Pasta Fazool - give it a try


 

John K BBQ

TVWBB All-Star
The weather in St. Louis is touch and go, and was supposed to rain yesterday, so we decided to cook inside. I saw a guy make this on youtube, and it looked good so we gave it a whirl. We followed this recipe really closely, but used bacon instead of pancetta, and omitted the basil at the end. This will be going into the winter food rotation since everyone enjoyed it so much. If you follow the recipe closely, the end result is not very soupy, especially after you add the cheese. If you want it soupy, you'll need to add a bit more water or stock.

I didn't take any photos this time, but the recipe has some pics. Trust me when I say Foodnetwork has better photographers than I do 🤣

Here's a link to the recipe in case you want to try it.

Food Network - Pasta Fazool Recipe
 

EricV.

TVWBB All-Star
A former work colleague from a job in the past often talked about this dish. He was Italian originally from St. Louis & he referred to it as “Poor Man’s pasta." Ditalini pasta is the base ingredient.
 

John K BBQ

TVWBB All-Star
Yep - it's cheap to make, and pretty tasty. Bacon (or Pancetta), onions, garlic a little red pepper flake, beans, pasta and a little crushed tomatoes.
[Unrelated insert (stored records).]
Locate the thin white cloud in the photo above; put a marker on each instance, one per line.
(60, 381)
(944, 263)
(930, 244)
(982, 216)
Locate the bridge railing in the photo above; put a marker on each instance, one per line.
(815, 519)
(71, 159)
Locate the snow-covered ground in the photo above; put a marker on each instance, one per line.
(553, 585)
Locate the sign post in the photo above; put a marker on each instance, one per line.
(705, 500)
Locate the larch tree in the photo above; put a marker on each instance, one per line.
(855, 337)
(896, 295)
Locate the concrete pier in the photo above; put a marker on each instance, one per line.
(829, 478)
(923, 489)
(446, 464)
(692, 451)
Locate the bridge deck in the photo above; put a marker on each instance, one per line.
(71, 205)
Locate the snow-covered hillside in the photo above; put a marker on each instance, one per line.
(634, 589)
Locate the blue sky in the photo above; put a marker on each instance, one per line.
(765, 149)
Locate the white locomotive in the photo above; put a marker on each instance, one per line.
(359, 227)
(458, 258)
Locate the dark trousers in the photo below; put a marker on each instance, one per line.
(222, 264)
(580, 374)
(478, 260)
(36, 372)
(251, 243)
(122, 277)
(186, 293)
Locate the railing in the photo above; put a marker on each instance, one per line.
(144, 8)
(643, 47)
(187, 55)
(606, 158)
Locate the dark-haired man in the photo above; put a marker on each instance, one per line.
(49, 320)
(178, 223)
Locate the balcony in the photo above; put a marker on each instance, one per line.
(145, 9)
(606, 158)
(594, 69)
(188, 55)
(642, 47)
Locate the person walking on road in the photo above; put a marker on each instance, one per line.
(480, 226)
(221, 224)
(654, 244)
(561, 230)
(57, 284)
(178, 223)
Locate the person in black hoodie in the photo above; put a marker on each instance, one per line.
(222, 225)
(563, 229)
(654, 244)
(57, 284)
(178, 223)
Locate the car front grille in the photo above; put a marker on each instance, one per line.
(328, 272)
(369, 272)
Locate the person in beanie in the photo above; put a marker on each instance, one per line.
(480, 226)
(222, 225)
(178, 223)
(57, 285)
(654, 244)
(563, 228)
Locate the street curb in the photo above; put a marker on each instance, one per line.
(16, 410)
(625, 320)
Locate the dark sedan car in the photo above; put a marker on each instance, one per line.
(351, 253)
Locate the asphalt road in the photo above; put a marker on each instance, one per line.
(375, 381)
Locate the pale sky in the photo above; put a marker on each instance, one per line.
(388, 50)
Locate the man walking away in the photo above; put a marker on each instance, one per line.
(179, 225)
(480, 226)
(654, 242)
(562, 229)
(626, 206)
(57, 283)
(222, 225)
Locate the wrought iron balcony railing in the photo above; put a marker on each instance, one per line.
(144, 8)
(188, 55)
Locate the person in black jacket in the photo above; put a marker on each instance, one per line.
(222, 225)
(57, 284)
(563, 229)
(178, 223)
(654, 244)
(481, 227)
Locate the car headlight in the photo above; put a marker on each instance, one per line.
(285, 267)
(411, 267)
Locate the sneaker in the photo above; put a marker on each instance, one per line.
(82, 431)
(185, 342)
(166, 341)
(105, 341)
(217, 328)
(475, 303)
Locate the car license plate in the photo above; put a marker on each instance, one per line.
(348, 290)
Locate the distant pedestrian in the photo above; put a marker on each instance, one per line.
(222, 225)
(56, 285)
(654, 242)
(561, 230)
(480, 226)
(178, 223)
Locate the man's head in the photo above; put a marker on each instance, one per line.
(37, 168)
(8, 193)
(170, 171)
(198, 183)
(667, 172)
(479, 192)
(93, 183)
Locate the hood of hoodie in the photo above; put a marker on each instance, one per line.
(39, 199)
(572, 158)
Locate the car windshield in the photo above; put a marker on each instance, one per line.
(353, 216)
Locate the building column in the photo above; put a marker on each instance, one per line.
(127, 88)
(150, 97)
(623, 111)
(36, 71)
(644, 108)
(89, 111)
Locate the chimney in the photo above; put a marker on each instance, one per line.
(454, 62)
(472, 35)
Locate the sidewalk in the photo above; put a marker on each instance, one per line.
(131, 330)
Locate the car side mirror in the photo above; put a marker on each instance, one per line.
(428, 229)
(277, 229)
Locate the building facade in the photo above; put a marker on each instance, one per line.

Pancetta can be expensive unless you know where to buy it at a reasonable price. There are places around St. Louis where you can pay < $20/lb for it, but I wasn't able to get to any of those places yesterday, so I used regular bacon and it turned out nicely. I think Ditalini is the "correct" pasta for the dish, but any pasta that cooks up about the same size or smaller than a cannellini bean works too.
 

Robert+Ehnat

New member
It's classic Italian comfort food with many variations, but the base is beans and pasta. It's called a soup though it's really more of a stew.
I've never added basil nor blended half the ingredients.
 

Jon in DFW

TVWBB Fan
Traditionally, when the beans become soft, you press them with a wooden spoon against the side of the pot to squish them. This thickens up the soup, but still keeps the beans in a mostly beans texture, not a puree.

I say "traditionally" as a first generation american who has been eating Pasta Fagioli monthly for the last 35years lol.